= Chop Shop (musician) =

Noise musician Scott Konzelmann

Chop Shop a.k.a. Scott Konzelmann, is a noise musician who has released recordings on Pure, RRRecords, Banned Production, V2_Archief and Generator Sound Art.

Chop Shop creates sound using salvaged materials and speakers to create drones and other sounds specific to the speaker created. Often the speaker features prominently in the packaging as a photo or daguerreotype. Chop Shop is known also for innovative packaging using leather, tar paper, steel plates, etc.

Konzelmann is also part of Generator Sound Art, Inc. in New York City. In 2005, Chop Shop was part of the Activating the Medium Festival.

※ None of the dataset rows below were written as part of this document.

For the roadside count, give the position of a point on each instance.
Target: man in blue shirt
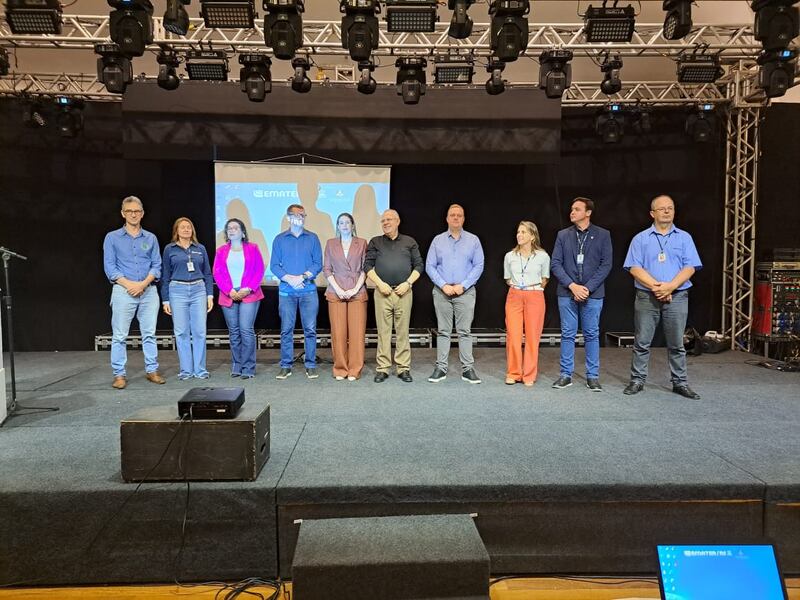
(296, 261)
(581, 262)
(454, 264)
(661, 259)
(132, 263)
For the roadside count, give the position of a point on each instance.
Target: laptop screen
(730, 572)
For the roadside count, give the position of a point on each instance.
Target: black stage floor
(565, 481)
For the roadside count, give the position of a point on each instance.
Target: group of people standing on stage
(661, 260)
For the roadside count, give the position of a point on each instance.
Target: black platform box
(199, 450)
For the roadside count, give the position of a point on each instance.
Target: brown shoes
(155, 378)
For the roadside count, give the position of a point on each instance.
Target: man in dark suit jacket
(581, 262)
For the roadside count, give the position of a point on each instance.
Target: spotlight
(611, 83)
(207, 65)
(176, 19)
(555, 72)
(360, 27)
(776, 23)
(777, 72)
(698, 123)
(34, 16)
(610, 124)
(131, 25)
(113, 68)
(509, 28)
(283, 26)
(453, 68)
(678, 21)
(609, 24)
(411, 78)
(366, 83)
(70, 116)
(411, 15)
(495, 84)
(168, 62)
(461, 23)
(255, 76)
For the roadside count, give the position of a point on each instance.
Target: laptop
(720, 572)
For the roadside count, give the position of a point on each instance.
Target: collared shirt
(131, 257)
(455, 261)
(175, 267)
(526, 271)
(294, 256)
(393, 259)
(677, 248)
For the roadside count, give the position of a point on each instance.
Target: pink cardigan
(251, 278)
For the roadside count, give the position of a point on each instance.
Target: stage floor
(562, 481)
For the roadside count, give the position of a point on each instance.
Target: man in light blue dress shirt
(454, 264)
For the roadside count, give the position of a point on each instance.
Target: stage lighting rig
(360, 27)
(461, 22)
(604, 24)
(69, 119)
(366, 82)
(176, 19)
(495, 84)
(678, 21)
(411, 80)
(610, 124)
(555, 72)
(255, 76)
(411, 15)
(453, 68)
(509, 28)
(698, 123)
(776, 23)
(207, 65)
(130, 25)
(228, 14)
(113, 68)
(34, 16)
(283, 27)
(168, 62)
(611, 67)
(777, 72)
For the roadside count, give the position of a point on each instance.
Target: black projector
(211, 403)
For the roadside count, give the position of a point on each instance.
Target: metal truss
(325, 37)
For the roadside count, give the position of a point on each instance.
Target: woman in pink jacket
(238, 271)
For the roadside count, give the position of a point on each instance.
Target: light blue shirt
(677, 248)
(131, 257)
(455, 261)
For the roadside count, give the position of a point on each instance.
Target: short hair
(175, 225)
(131, 199)
(589, 204)
(352, 222)
(241, 226)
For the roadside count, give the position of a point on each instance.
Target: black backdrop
(59, 197)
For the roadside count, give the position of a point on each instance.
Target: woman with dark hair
(238, 271)
(187, 295)
(343, 267)
(526, 270)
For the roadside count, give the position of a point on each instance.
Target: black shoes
(685, 391)
(633, 387)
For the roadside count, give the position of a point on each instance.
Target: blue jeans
(241, 318)
(189, 304)
(287, 309)
(589, 314)
(647, 312)
(124, 308)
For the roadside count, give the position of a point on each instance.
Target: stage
(562, 481)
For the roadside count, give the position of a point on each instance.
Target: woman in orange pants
(526, 270)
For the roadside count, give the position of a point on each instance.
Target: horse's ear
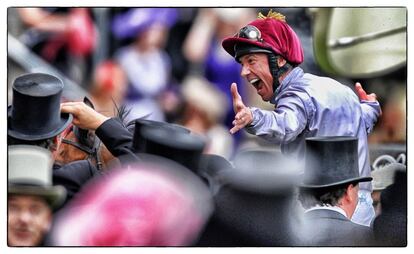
(88, 102)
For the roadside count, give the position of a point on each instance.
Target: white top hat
(30, 173)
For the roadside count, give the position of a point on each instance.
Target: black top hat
(331, 161)
(263, 171)
(184, 148)
(35, 110)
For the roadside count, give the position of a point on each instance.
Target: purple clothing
(307, 106)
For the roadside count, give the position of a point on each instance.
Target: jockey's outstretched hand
(363, 96)
(83, 116)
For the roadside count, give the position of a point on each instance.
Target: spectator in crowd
(390, 226)
(145, 62)
(65, 37)
(383, 176)
(34, 118)
(329, 193)
(306, 105)
(30, 195)
(152, 203)
(108, 88)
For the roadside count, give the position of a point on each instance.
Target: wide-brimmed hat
(35, 110)
(30, 173)
(266, 35)
(331, 161)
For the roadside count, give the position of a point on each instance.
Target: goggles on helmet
(250, 32)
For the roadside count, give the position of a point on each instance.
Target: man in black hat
(164, 139)
(329, 193)
(30, 195)
(34, 118)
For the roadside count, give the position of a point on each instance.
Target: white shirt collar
(328, 207)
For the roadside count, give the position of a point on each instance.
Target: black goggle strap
(250, 32)
(276, 70)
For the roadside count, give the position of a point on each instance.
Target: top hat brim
(54, 195)
(347, 181)
(65, 120)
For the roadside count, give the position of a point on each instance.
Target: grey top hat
(30, 173)
(384, 176)
(35, 110)
(331, 161)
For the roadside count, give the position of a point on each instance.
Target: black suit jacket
(73, 176)
(324, 227)
(115, 137)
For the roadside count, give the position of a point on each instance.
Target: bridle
(91, 146)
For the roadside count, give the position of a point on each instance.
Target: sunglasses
(250, 32)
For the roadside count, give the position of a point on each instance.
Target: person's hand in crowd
(244, 115)
(363, 96)
(83, 116)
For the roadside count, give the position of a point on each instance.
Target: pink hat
(264, 34)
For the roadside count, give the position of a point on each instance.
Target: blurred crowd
(163, 75)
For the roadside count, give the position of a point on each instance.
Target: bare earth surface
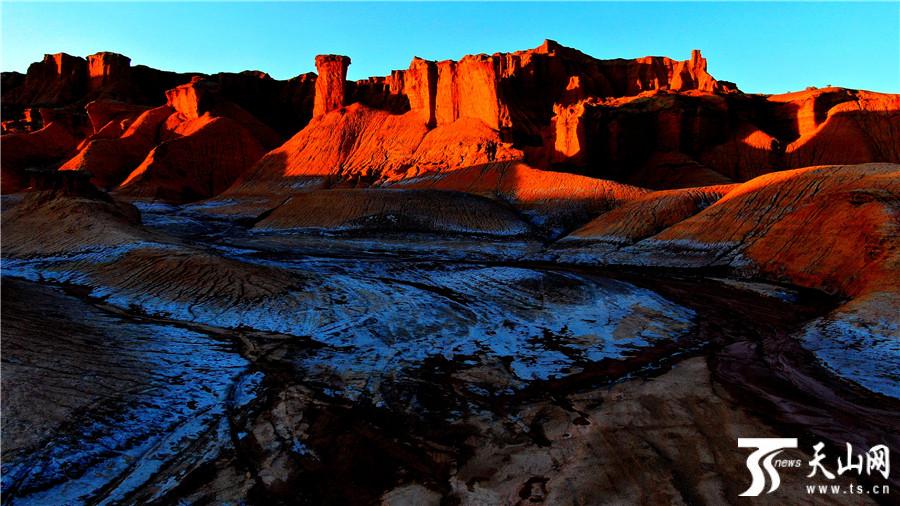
(203, 361)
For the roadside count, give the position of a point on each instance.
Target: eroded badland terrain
(518, 278)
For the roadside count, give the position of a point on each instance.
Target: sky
(763, 47)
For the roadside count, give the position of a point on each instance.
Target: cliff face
(652, 122)
(330, 83)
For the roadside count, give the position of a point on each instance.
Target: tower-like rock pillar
(331, 83)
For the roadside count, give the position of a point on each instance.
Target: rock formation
(331, 83)
(653, 122)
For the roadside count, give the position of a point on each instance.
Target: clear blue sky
(763, 47)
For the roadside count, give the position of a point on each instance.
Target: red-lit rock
(331, 82)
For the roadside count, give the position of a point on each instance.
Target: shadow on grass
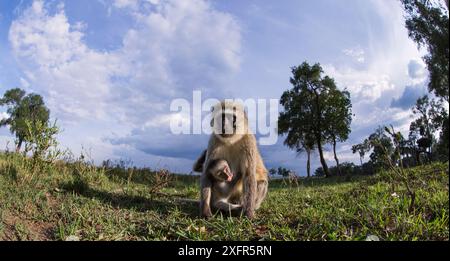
(161, 204)
(316, 182)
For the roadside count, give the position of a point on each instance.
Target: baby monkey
(219, 170)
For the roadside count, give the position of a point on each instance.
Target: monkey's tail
(198, 166)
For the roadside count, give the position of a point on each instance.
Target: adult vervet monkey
(233, 143)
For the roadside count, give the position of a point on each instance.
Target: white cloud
(171, 49)
(356, 53)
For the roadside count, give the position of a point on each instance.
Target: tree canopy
(427, 24)
(315, 111)
(24, 111)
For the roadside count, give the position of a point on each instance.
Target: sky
(109, 69)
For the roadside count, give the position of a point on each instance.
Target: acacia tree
(298, 127)
(382, 146)
(431, 117)
(25, 112)
(362, 149)
(427, 24)
(338, 118)
(307, 108)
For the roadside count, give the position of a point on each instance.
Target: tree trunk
(308, 163)
(335, 157)
(322, 159)
(19, 145)
(319, 136)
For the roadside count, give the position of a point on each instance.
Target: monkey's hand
(250, 214)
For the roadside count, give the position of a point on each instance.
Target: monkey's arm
(205, 197)
(198, 166)
(226, 206)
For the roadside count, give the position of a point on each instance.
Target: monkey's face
(229, 121)
(224, 174)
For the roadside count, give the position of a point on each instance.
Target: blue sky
(108, 69)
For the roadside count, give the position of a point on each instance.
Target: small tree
(25, 111)
(338, 118)
(430, 118)
(362, 149)
(306, 108)
(427, 24)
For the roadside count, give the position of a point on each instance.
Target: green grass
(55, 201)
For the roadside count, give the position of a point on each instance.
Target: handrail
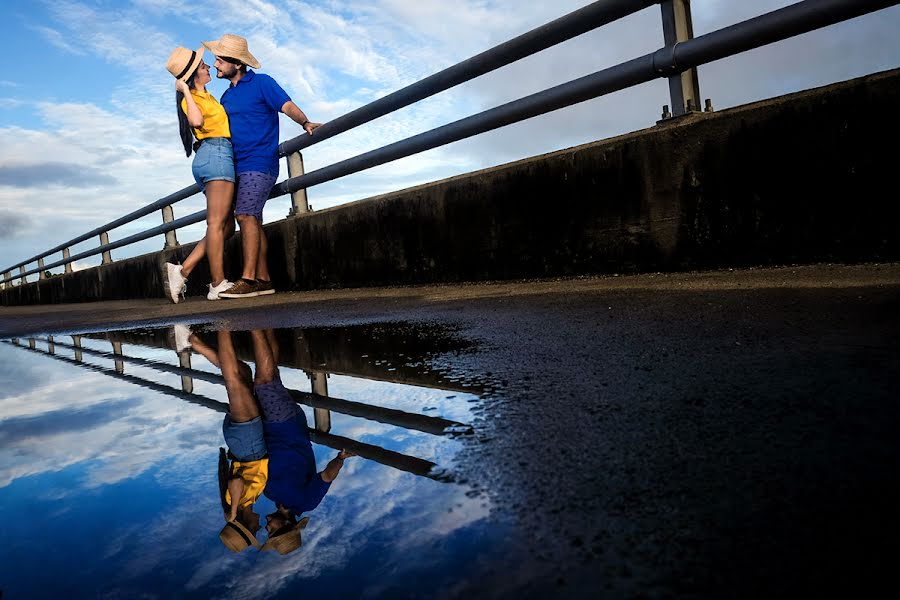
(391, 416)
(389, 458)
(667, 62)
(141, 212)
(555, 32)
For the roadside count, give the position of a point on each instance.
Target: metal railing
(319, 400)
(676, 61)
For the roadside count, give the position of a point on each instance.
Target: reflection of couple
(237, 140)
(269, 446)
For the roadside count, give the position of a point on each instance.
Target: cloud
(12, 224)
(59, 40)
(334, 57)
(53, 173)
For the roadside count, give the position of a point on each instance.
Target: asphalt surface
(731, 434)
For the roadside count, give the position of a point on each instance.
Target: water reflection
(99, 428)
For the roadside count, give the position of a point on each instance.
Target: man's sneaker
(174, 282)
(215, 290)
(242, 289)
(182, 333)
(264, 288)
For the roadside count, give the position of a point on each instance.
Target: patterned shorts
(253, 192)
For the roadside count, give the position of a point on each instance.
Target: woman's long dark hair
(184, 128)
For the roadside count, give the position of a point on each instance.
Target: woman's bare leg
(219, 195)
(219, 198)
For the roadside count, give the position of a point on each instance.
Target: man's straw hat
(233, 46)
(183, 62)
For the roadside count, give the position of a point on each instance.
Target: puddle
(111, 478)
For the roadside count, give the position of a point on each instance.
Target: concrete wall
(802, 178)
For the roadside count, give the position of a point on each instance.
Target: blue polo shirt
(293, 480)
(253, 106)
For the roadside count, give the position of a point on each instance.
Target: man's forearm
(294, 112)
(331, 471)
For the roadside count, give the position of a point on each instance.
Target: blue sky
(132, 474)
(88, 130)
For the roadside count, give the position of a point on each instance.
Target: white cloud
(333, 57)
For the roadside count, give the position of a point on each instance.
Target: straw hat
(233, 46)
(236, 537)
(286, 539)
(183, 62)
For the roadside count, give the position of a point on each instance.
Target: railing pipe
(299, 200)
(396, 460)
(66, 257)
(317, 401)
(104, 243)
(168, 217)
(564, 28)
(684, 87)
(176, 224)
(665, 62)
(141, 212)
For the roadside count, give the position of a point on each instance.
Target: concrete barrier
(796, 179)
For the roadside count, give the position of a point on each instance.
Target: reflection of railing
(676, 62)
(319, 435)
(356, 351)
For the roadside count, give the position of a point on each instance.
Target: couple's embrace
(236, 146)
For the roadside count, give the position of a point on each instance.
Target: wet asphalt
(732, 434)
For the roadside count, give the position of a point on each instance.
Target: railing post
(187, 382)
(322, 416)
(684, 87)
(168, 217)
(76, 341)
(299, 201)
(117, 350)
(104, 239)
(67, 256)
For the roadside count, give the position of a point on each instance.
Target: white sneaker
(182, 333)
(215, 289)
(174, 282)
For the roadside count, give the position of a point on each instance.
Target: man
(252, 103)
(294, 484)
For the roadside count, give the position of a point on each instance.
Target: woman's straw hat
(236, 537)
(183, 62)
(233, 46)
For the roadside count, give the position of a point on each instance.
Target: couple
(269, 446)
(236, 141)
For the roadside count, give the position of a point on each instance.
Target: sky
(88, 130)
(131, 472)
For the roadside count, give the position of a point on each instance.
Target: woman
(201, 116)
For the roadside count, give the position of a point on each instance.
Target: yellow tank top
(215, 121)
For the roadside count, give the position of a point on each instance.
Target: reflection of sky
(109, 489)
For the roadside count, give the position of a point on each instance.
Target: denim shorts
(214, 161)
(245, 440)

==Discography (selection)==
- Steelplate – 1991 (2 10" EPs bound to 10" square plate of steel) RRRecords.
- Tension Charge Discharge – 1994 (3" CD in metal mesh package) V2_Archief.
- Plays Emil Beaulieau – Red & Buried (5" CD) Pure.
- Smolder – 1998 (3" CD on copper plate wrapped in lead) V2_Archief.
- Discrete Emission (7" record in riveted tar paper (or limited sewn leather) sleeve—one side plays "in," one "out") Banned Production.
- Powerdrunk (5" CD in tar paper sleeve) Banned Production.
- Rusty Hum (3" CD) Banned Production.
- Hello (business card-size CD) Banned Production.
- Kaput (3" CD "packaged in a gauze wrap surgical taped to a sheet of cracked safety glass.") Generator Sound Art.
- Perpetual Tension (Concert for Speaker Constructions) – Live performance April 29, 1994 at Roulette, NYC (5" CDR) Generator Sound Art.
- Breakthrough (5" CDR – "A repackaged edition of the limited 1992 cassette release of the Orgonon field recordings") Generator Sound Art.